Even with the poem now in the public domain, Whitacre has apparently lost interest. His manager, Claire Long, said by email that the composer had “decided that (after all these years) he’s not intending to seek to publish the piece with Robert Frost’s iconic and beautiful text.”

The 1998 law is often derisively referred to as the “Mickey Mouse Protection Act,” since it effectively kept works featuring the famous cartoon mouse out of the public domain for nearly a century: 1928’s Steamboat Willie, the first Disney film featuring Mickey Mouse, won’t enter the public domain until Jan. 1, 2024.

One person looking forward to that day: filmmaker Tim Disney, whose grandfather Roy co-founded Disney Brothers Cartoon Studio with younger brother Walt in 1923.

“I think it’s awesome,” he said of the prospect of Mickey Mouse finally entering the public domain. “It’s great. I’m excited personally about the prospect of folks getting their hands on that material and seeing what they will do with it.”

Disney also chairs the Board of Trustees of the California Institute of the Arts. Accessing material from the 1920s -- not just Disney animation -- will be exciting for CalArts students and faculty, he said.

“One of the things I love about art is that it’s got a mischievous side,” Disney said. “Humor is always involved. It can get pretty serious, but I’m looking forward to what people do with it.”
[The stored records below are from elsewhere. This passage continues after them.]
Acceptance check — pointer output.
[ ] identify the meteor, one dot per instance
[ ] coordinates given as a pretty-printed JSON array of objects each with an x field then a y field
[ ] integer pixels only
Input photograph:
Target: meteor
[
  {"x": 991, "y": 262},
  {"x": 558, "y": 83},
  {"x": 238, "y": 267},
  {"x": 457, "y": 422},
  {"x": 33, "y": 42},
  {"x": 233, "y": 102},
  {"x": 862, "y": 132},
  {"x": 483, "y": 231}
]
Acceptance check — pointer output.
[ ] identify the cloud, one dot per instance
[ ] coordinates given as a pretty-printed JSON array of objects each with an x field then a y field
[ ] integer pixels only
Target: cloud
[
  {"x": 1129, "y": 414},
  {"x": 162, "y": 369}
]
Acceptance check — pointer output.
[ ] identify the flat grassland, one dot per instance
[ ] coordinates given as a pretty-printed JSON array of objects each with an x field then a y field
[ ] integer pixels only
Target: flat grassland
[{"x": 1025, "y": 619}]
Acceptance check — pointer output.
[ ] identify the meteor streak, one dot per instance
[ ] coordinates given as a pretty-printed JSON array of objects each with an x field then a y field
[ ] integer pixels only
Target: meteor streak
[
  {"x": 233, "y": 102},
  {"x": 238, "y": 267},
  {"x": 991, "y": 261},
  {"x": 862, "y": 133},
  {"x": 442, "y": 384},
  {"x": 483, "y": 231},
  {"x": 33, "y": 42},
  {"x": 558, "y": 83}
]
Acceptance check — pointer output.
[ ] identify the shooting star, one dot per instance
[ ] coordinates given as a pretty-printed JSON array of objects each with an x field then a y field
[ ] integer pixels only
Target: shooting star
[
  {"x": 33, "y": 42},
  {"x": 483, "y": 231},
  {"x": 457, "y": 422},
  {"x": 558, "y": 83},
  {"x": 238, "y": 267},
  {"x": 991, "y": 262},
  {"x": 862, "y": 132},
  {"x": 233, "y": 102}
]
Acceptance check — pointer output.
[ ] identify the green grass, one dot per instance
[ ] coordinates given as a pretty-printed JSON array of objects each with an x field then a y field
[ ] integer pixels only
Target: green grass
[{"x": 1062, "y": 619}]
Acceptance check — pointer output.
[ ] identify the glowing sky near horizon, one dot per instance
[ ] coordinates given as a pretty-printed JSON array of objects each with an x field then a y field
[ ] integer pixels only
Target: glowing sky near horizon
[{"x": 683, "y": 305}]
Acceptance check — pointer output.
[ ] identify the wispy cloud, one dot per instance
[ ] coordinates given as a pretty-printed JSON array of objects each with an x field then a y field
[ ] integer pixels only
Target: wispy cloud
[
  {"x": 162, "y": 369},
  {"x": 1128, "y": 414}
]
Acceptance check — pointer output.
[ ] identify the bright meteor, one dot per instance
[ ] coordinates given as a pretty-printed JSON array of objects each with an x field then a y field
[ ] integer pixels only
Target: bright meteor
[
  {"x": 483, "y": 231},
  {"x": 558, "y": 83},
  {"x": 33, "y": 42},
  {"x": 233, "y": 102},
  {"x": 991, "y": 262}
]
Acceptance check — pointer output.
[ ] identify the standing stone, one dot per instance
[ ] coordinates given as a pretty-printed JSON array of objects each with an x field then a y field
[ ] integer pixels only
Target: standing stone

Furlough, executive director of the HathiTrust, said that while social media has created a lot of excitement around works like The Prophet and Frost's poetry, a large volume of the trust’s library consists of technical journals and reports from state governments and universities, which are vital to scholars.

HathiTrust was founded in 2008 -- “Hathi” is the Hindi word for elephant, Furlough noted. Elephants are “long-lived, trustworthy and have long memories,” he said. Its library contains 16.8 million digitized books from libraries worldwide, about 6.3 million of them now available to the public, with thousands more expected over the next several years. In addition to the 43,104 works he and colleagues made available on Jan. 1, another 10,305 were already out of copyright for a variety of reasons. In many cases, the artist’s publisher or estate simply failed to renew it on time.

As an example, he said, the Harlem Renaissance novelist Nella Larsen wrote the novel Quicksand in 1928, but Random House, her publisher, chose not to renew its copyright in the mid-1950s. It has long been available for free, rediscovered by a new generation of educators. Furlough said Quicksand is now widely taught in high school AP English classes.

With luck, said Duke’s Jenkins, lawmakers won’t act further to shield long-released intellectual property, which would push copyrights further. “The conveyor belt is on,” she said. “Someone might rediscover and breathe new life into some totally forgotten work.”

While a reimagined West Side Story will have to wait another 37 years, she said she’s excited to see what happens in 2019. “The ’20s were a long time ago,” she said, “but they were also awesome.”